DiRado connected Medhat to a job as a photography teaching assistant at Clark. She manages the digital photography lab, prepares and maintains chemicals in the darkroom, and assists students.
Medhat has gotten plenty of exposure as a photographer at Clark. Her work has twice been selected for the Annual College Show at ArtsWorcester’s Aurora Gallery, and like many modern artists, she also displays much of her work on her Instagram account. And last fall, she teamed up with her friend Linda Mindaye ’19, a poet, to launch an art show at the Traina Center for the Arts. The show highlighted black identity, Medhat says, and examined “the vast complexities of people of color in a space where vulnerability, pain, love, and laughter are welcome.”
Outside of her photography, Medhat served as a yearbook editor for two years and was a member of the Caribbean African Student Association, which she calls her “home away from home.”
“I love being able to create events about who we are, having conversations about real issues that impact our homes and us as citizens of the world,” she explains. “Sharing our culture with the Clark community is wonderful.”

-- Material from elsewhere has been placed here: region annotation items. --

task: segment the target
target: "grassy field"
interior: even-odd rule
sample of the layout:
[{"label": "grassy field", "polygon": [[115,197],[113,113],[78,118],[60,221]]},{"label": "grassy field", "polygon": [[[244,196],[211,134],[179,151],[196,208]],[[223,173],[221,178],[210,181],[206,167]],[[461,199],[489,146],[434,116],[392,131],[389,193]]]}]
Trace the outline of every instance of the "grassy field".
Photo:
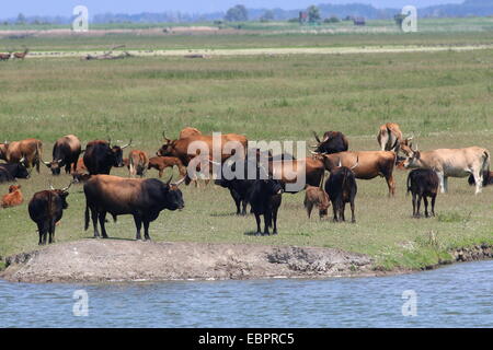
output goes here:
[{"label": "grassy field", "polygon": [[[440,35],[426,37],[439,42]],[[332,37],[342,45],[343,36]],[[257,40],[256,47],[265,44],[261,37],[227,37],[236,40],[232,46],[253,47],[253,40]],[[364,42],[363,37],[347,37],[359,45]],[[491,43],[491,33],[478,37],[489,37]],[[305,38],[329,43],[330,36]],[[370,43],[381,39],[367,38]],[[62,46],[68,39],[59,40]],[[160,46],[160,40],[154,38],[153,45]],[[191,37],[191,45],[198,45],[194,40],[198,39]],[[217,36],[216,44],[223,45],[221,40],[223,37]],[[295,36],[295,46],[298,40]],[[378,126],[391,120],[400,124],[404,133],[414,133],[423,150],[468,145],[493,150],[492,54],[485,49],[0,62],[0,138],[38,138],[45,142],[45,159],[50,158],[53,142],[67,133],[78,135],[83,143],[96,138],[122,142],[133,138],[135,149],[153,154],[162,130],[176,136],[184,126],[206,133],[241,132],[251,140],[311,141],[311,130],[340,130],[349,138],[352,150],[377,150]],[[369,254],[382,268],[423,267],[435,264],[452,247],[493,244],[492,187],[474,196],[467,179],[451,179],[450,192],[437,198],[437,217],[416,220],[411,218],[411,198],[405,196],[406,173],[395,173],[395,198],[387,197],[381,178],[358,180],[356,224],[308,220],[302,208],[305,194],[285,195],[279,235],[271,237],[250,234],[255,230],[254,218],[234,217],[227,190],[213,185],[184,187],[185,210],[162,212],[151,224],[151,237],[336,247]],[[116,170],[114,174],[125,176],[127,172]],[[149,175],[157,176],[154,172]],[[54,178],[44,167],[41,175],[19,183],[28,200],[47,188],[48,182],[66,186],[69,179],[65,175]],[[0,192],[7,188],[8,184],[0,185]],[[81,186],[71,190],[70,208],[57,229],[58,242],[92,235],[83,231],[81,190]],[[107,229],[113,237],[135,237],[130,217],[121,217]],[[27,203],[0,210],[0,256],[36,247],[37,233]]]}]

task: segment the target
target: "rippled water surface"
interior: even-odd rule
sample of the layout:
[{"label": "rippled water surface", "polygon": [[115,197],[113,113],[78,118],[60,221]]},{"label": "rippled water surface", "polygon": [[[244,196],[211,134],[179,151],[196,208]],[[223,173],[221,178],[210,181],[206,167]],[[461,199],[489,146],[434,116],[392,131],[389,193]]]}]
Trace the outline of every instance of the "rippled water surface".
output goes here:
[{"label": "rippled water surface", "polygon": [[[73,315],[77,290],[88,293],[88,316]],[[417,315],[404,317],[402,306],[412,306],[412,300],[402,293],[409,290],[416,294]],[[0,327],[493,327],[493,261],[325,280],[104,285],[0,280]]]}]

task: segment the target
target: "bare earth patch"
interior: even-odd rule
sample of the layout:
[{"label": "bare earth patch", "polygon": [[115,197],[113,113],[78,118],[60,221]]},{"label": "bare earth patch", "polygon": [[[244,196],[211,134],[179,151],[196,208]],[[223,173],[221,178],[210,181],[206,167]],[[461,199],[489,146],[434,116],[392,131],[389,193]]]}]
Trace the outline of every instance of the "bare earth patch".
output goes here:
[{"label": "bare earth patch", "polygon": [[375,276],[371,259],[332,248],[82,240],[7,259],[16,282],[117,282]]}]

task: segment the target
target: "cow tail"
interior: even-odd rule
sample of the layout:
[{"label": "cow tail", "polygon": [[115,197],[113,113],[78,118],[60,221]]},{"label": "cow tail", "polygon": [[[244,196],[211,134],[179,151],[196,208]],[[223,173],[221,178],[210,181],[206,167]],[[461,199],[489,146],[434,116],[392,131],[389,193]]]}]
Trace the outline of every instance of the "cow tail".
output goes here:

In summer 2018, Medhat interned at Breakthrough Greater Boston, teaching a class on American agriculture. Part of a national collaborative, the Cambridge affiliate offers summer and after-school programs to prepare low-income students for college and to train urban teachers.
Recently, Medhat was a research assistant in Clark’s Education Department, working with Professor Sarah Michaels and her team on a National Science Foundation-funded project to develop, pilot, and refine the high school biology curriculum in Worcester and other schools across the United States, as part of the Framework for K-12 Science Education and the Next Generation Science Standards. Medhat translated biology readings for English language learners, interviewed students, completed classroom observations, and transcribed videos.
Now, she’s ready to graduate, and she’s confident she’ll find a job. “Clark has taught me self-advocacy — that being yourself, being your best self, will help you in the long run,” Medhat says. “Sharing your passion, sharing what drives you to do what you do, will help guide you to your perfect job.”